Pakistani Baluch activists arrested in London

Faiz Mohammed Baluch and Nawabzada Herbiyar Marri, two exiled human rights activists from Baluchistan, were arrested Dec. 4 by London Metropolitan Police in a supposed anti-terrorist operation code-named “Super-Sweep.” Fellow rights campaigner Peter Tatchell said: “I know one of the detained men, Faiz Baluch, and have worked with him on campaigns against Pakistani human rights abuses in occupied Baluchistan. In all the work that I have done with him, he [has] been engaged in an entirely lawful, constitutional struggle for the independence of their homeland.”

“These arrests are likely to have been at the request of the Pakistan government, which has long been seeking the extradition of Baluch nationalists exiled in London,” Tatchell said. “If these men are extradited they will never get a fair trial and they could face a death sentence. I urge the British government to not give in to pressure from the Pakistani dictator, President Musharraf. The extradition of these men would result in their arrest, torture, imprisonment and possible execution.” Tatchell said Mehran’s brother, Balach Marri, was recently murdered by the Pakistan army.

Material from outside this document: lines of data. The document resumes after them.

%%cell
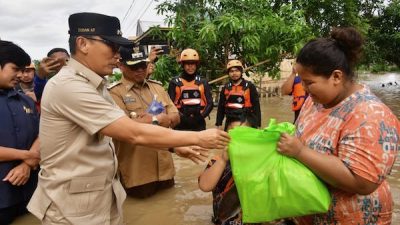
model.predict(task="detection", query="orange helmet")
[25,62,36,69]
[226,59,243,70]
[179,48,200,62]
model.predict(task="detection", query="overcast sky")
[0,0,163,59]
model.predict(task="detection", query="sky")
[0,0,164,60]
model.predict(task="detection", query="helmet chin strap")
[229,76,242,84]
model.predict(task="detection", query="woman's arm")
[278,134,379,195]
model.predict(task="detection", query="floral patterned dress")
[296,86,400,225]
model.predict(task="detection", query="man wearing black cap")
[28,13,229,224]
[109,47,179,198]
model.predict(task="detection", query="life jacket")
[292,76,307,111]
[173,76,207,113]
[224,81,253,110]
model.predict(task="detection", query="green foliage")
[108,71,122,83]
[151,55,181,87]
[157,0,311,82]
[369,0,400,67]
[152,0,400,79]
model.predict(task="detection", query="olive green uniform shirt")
[109,78,178,188]
[28,59,126,224]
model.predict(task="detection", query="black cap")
[68,12,133,46]
[119,46,149,66]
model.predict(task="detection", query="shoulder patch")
[147,79,162,86]
[107,80,122,90]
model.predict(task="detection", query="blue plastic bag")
[146,95,165,115]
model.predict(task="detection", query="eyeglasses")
[84,37,120,53]
[128,62,147,70]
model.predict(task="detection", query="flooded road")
[13,74,400,225]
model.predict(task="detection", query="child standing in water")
[199,114,278,225]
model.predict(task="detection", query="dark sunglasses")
[84,37,120,53]
[128,62,147,70]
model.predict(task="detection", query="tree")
[370,0,400,67]
[155,0,311,85]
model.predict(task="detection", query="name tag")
[23,106,33,114]
[122,96,136,104]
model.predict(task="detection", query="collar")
[229,77,245,86]
[0,88,18,98]
[121,76,149,90]
[68,58,106,88]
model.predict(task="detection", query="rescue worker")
[109,47,179,198]
[215,59,261,130]
[281,66,308,122]
[168,48,213,131]
[28,12,229,225]
[0,40,40,225]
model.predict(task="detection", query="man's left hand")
[3,162,31,186]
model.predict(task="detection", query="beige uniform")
[109,78,178,188]
[28,59,126,225]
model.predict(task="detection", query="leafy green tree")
[370,0,400,67]
[155,0,311,85]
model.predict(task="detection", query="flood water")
[13,73,400,225]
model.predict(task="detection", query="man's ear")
[75,37,89,55]
[331,70,345,84]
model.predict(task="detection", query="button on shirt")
[0,89,39,209]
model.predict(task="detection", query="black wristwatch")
[151,116,160,125]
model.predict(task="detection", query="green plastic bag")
[229,119,331,223]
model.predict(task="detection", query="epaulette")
[147,79,162,86]
[75,72,89,80]
[107,80,122,90]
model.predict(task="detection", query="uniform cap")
[68,12,133,46]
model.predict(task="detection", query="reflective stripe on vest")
[174,77,206,109]
[224,85,252,109]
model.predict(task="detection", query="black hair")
[47,48,69,57]
[224,110,258,131]
[296,27,364,80]
[0,40,31,68]
[226,66,243,73]
[68,36,78,55]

“These arrests look like another fit-up orchestrated by the Pakistan government to silence critics of Pakistan’s tyrannical, murderous oppression of the Baluch people,” said Tatchell. “The Pakistani authorities are secretly colluding with the Taliban to suppress Baluchistan.” (TopNews, IntelliBriefs, India, Dec. 6)

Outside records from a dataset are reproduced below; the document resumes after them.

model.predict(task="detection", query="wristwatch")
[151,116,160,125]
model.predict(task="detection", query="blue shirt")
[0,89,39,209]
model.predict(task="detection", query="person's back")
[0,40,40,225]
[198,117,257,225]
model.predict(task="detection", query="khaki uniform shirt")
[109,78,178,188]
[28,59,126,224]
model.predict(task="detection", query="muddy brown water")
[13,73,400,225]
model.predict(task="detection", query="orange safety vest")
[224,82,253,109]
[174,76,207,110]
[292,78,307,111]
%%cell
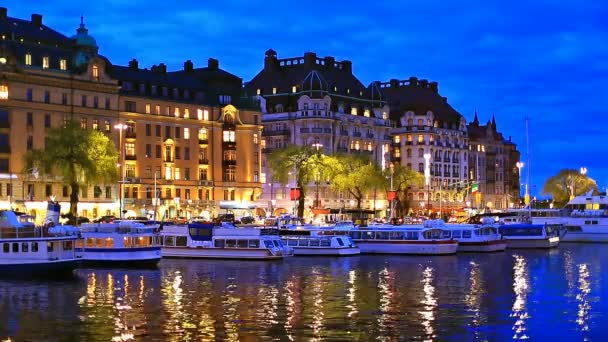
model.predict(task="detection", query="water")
[0,244,608,341]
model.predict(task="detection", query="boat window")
[165,235,175,246]
[376,232,388,240]
[63,241,74,251]
[390,232,403,240]
[175,236,188,247]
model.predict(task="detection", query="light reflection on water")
[0,245,608,341]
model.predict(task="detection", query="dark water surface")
[0,244,608,341]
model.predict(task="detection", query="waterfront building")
[245,50,390,218]
[377,77,469,214]
[467,112,520,209]
[0,8,262,222]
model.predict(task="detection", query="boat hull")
[76,246,161,268]
[506,237,559,249]
[458,240,507,252]
[293,247,361,256]
[162,247,284,260]
[0,259,80,279]
[355,240,458,255]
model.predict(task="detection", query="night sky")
[8,0,608,194]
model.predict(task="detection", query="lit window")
[0,84,8,100]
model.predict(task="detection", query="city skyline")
[7,1,608,194]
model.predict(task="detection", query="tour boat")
[45,202,161,267]
[0,210,79,278]
[324,225,458,255]
[280,230,361,256]
[161,223,293,260]
[440,218,507,252]
[499,223,561,248]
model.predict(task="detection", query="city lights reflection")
[511,255,530,340]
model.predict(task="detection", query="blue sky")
[5,0,608,192]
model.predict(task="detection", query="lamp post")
[424,153,431,212]
[114,123,127,219]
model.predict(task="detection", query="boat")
[499,222,563,248]
[0,210,80,278]
[161,223,293,260]
[440,217,507,252]
[279,228,361,256]
[323,225,458,255]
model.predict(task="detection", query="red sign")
[289,188,300,201]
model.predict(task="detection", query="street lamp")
[114,123,127,219]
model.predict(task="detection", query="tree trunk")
[68,183,80,225]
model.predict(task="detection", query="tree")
[24,121,118,223]
[542,169,597,206]
[329,154,385,215]
[268,145,318,217]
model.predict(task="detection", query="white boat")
[280,230,361,256]
[45,202,161,267]
[0,210,79,278]
[440,218,507,252]
[499,223,561,248]
[334,225,458,255]
[161,223,293,260]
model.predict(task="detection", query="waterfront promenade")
[0,244,608,341]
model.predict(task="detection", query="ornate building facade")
[0,8,262,222]
[245,50,390,216]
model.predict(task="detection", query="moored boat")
[279,230,361,256]
[0,210,79,278]
[161,223,293,260]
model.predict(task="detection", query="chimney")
[32,14,42,27]
[184,60,194,72]
[207,58,220,70]
[264,49,278,70]
[304,52,317,67]
[342,60,353,74]
[129,58,139,70]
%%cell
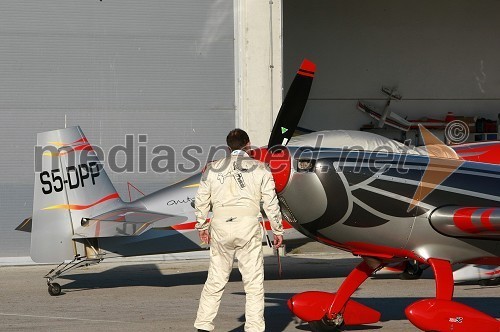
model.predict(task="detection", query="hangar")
[0,0,500,261]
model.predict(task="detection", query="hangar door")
[0,0,235,261]
[283,0,500,134]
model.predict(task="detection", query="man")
[194,129,283,332]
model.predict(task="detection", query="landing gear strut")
[288,258,383,331]
[44,255,102,296]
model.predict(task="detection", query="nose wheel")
[48,282,61,296]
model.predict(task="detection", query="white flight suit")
[194,150,283,332]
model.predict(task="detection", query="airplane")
[453,264,500,286]
[356,87,470,131]
[16,61,320,296]
[250,62,500,332]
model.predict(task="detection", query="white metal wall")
[283,0,500,130]
[0,0,235,257]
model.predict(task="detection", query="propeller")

Meanwhile, three supporters of Pakistan opposition leader Benazir Bhutto were killed Dec. 8 when gunmen attacked her party’s office in Naseerabad, Baluchistan. Gunmen sprayed the office with gunfire while Pakistan People’s Party’s (PPP) activists were sleeping there. (Times of India, AFP, Dec. 8)

See our last posts on Pakistan and the Baluch struggle.

  1. More terror in Baluchistan
    From the New York Times, Dec. 14:

    ISLAMABAD, Pakistan — At least five soldiers and two suicide bombers were killed Thursday in Quetta, a city in southwestern Pakistan, when the bombers struck a military checkpoint, military officials said. At least 18 people were wounded in the late- day explosions.

    Quetta, the capital of Baluchistan Province, which borders Afghanistan and Iran, has a history of sectarian and nationalist violence. A low-level insurgency has simmered in the province for years.

    No one claimed responsibility for the bombing.

    Baluch nationalists are not known to have used suicide bombing as a tactic before. However, militants sympathetic to the Taliban and Al Qaeda have waged suicide attacks on military installations and personnel elsewhere in Pakistan.

    A spate of suicide bombings has jolted Pakistan in recent months. It was one reason cited by President Pervez Musharraf when he imposed a state of emergency on Nov. 3. However, despite emergency rule, attacks by extremists have continued unabated.

    On Monday, a suicide bomb attack on a military truck carrying schoolchildren outside a Pakistani Air Force base in the northwest wounded five children and two adults.

    In the suicide attack on Thursday, the first explosives detonated after the bomber approached the military checkpoint. As people and several vehicles gathered around the wreckage, the second bomber’s explosives detonated, military officials said.

    The bombers were on foot, officials said.

    “Five army personnel were killed in the two suicide attacks,” said Maj. Gen. Waheed Arshad, a military spokesman. Pakistani television news channels, however, reported that at least 10 people had been killed.

    The military immediately cordoned off the area, and the wounded were taken to a hospital in Quetta.

    After he was sworn in for a new term last month, Mr. Musharraf announced that he would lift the state of emergency by Sunday. In an interview on Thursday, the attorney general, Malik Muhammad Qayyum, said the government would lift it on Saturday.